Alta de juros nos EUA pode afetar fluxo para Brasil e outros emergentes
O sócio da Monte Bravo Investimentos acredita que este fluxo positivo para os países emergentes tem hora marcada para perder força: quando taxa básica de juros dos Estados Unidos começar a subir.
A próxima reunião do FOMC (o equivalente ao Copom brasileiro) está marcada para os dias 15 e 16. A expectativa é de que o juro básico americano, atualmente zerado, suba para 0,25% ao ano.
“Com isso, os fluxos de entrada para países emergentes vão diminuir. Bolsas de primeira linha tendem a ficar mais atrativas”, afirma. Ele aponta, também, que questões internas – como o processo eleitoral – devem ganhar mais força no mercado brasileiro, favorecendo o aumento da volatilidade no curto prazo.
Mundo vai conviver por mais tempo com inflação elevada
O que é certo, segundo especialistas ouvidos pela Gazeta do Povo, é que o mundo terá de conviver mais tempo com a inflação. E, em alguns casos, com estagflação, que é o aumento de preços com uma economia estagnada.
Martínez lembra que Rússia e Ucrânia são importantes produtores de milho, trigo, matérias plásticas e fertilizantes. Os russos também são o terceiro maior produtor de petróleo e o segundo de gás natural. “Isto, por si só, acrescenta mais lenha à fogueira”, diz.
A Infinity Asset avalia que dificilmente os eventos de curto prazo definirão uma explosão de apertos monetários pelo mundo, especialmente nos locais que adotaram uma política monetária mais frouxa, como o bloco europeu e mesmo os Estados Unidos, que já sinalizaram cautela nos próximos avanços.
“O que fica mais certo é que muitos dos apertos monetários que eram constantemente adiados por bancos centrais agora deverão ser cumpridos, o que pode ocorrer na velocidade previamente programada, ou seja, sem atropelos, e nosso Banco Central pode manter o ritmo esperado recentemente”, aponta relatório.
No caso do Brasil, Franchini aponta que este ano será mais um em que o Banco Central não conseguirá cumprir a meta de inflação, que é de 3,5% com tolerância de 1,5 ponto para mais ou para menos. “Vamos ter pressões de commodities, de natureza logística, de fretes.”
Extensão do conflito pode complicar situação para os emergentes
Outro fator que pode complicar a vida dos países emergentes é a extensão e a intensidade do conflito, em especial se não houver uma saída organizada ou ainda no caso de uma escalada em nível militar global.
Relatório de analistas da XP Investimentos aponta que, se a tensão no Leste Europeu continuar aumentando, é possível esperar efeitos significativos sobre a oferta global de energia e metais. “Os preços das commodities podem seguir com flutuações violentas.”

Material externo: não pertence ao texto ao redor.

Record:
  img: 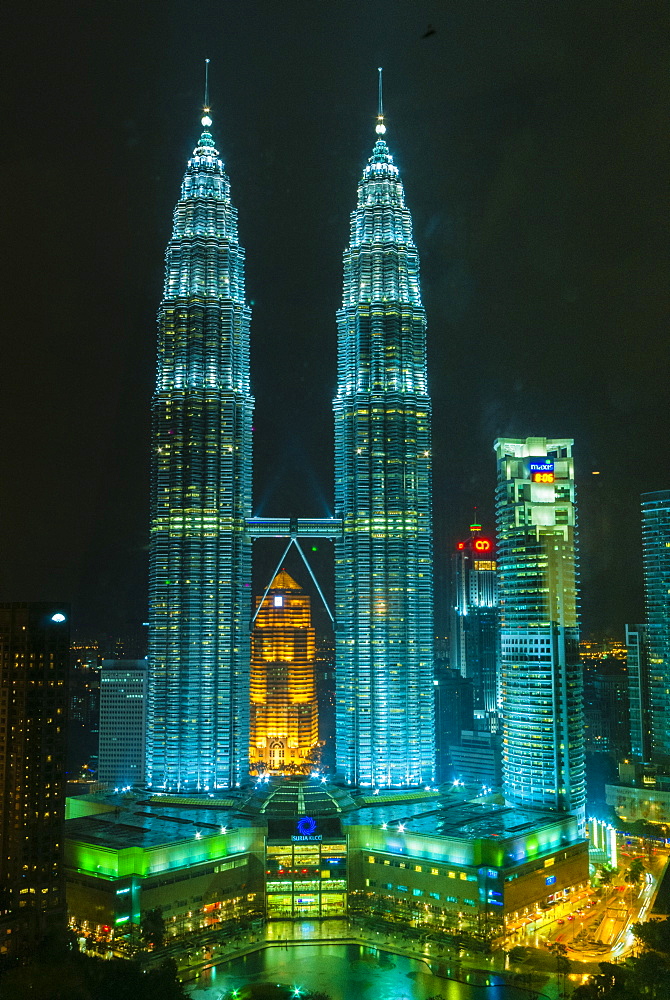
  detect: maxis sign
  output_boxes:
[528,458,554,483]
[291,816,323,842]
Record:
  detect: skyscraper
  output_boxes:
[249,570,319,774]
[98,660,147,788]
[334,94,434,786]
[626,625,651,761]
[449,524,498,731]
[642,490,670,765]
[0,602,70,952]
[147,108,253,792]
[494,438,585,824]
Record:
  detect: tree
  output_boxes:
[549,941,572,996]
[572,962,640,1000]
[140,906,165,948]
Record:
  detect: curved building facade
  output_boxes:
[334,115,434,787]
[147,113,253,792]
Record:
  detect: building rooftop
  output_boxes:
[240,777,356,819]
[343,800,576,840]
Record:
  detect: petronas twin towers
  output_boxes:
[147,86,434,794]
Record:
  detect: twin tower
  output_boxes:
[147,95,434,794]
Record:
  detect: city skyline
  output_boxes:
[0,4,667,632]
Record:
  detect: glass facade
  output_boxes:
[642,490,670,764]
[494,438,586,829]
[147,117,253,792]
[265,840,347,919]
[334,120,434,787]
[626,625,651,761]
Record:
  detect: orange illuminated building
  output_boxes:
[249,569,319,774]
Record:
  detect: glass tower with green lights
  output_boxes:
[334,107,435,787]
[147,110,253,793]
[494,437,586,831]
[642,490,670,765]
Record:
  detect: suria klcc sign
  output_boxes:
[291,816,323,841]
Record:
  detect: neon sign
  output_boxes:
[528,458,554,483]
[474,538,492,552]
[291,816,323,841]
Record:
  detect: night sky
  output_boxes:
[0,0,670,636]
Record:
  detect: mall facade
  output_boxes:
[65,778,588,940]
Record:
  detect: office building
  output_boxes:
[642,490,670,767]
[147,99,253,792]
[495,437,585,829]
[0,602,70,954]
[450,523,498,731]
[433,660,474,782]
[98,660,147,788]
[249,569,319,774]
[333,97,435,787]
[626,625,651,761]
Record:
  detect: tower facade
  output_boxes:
[0,602,70,952]
[494,438,586,826]
[334,114,434,787]
[147,112,253,792]
[642,490,670,765]
[249,570,319,774]
[626,625,651,761]
[450,524,498,729]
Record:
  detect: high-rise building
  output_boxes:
[147,101,253,792]
[314,632,335,773]
[334,101,435,787]
[450,524,498,731]
[98,660,147,788]
[494,437,585,825]
[642,490,670,765]
[249,570,319,774]
[433,660,474,782]
[626,625,651,761]
[0,602,70,953]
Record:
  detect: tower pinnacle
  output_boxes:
[200,59,212,128]
[375,66,386,135]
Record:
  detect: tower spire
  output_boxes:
[200,59,212,128]
[375,66,386,135]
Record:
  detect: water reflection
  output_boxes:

Martínez, da Kilima Asset, aponta que, neste cenário, os países emergentes poderiam enfrentar mais problemas, como uma aversão muito grande ao risco.
Um fator decisivo, segundo os estrategistas Alberto Bernal e Andrés Pardo, da XP, seria a tomada de Kiev e a derrubada do governo ucraniano, que foi democraticamente eleito.
“A economia mundial entraria em um quadro de estagflação bastante desafiador. Este cenário poderia levar a forte aversão ao risco, com impactos relevantes sobre ativos mais arriscados. Nesse cenário, as taxas de câmbio na América Latina seriam afetadas negativamente por meio de prêmios de risco mais elevados, e o canal de preços de commodities deixaria de ser o principal impulsionador das moedas na região”, avaliam Bernal e Pardo.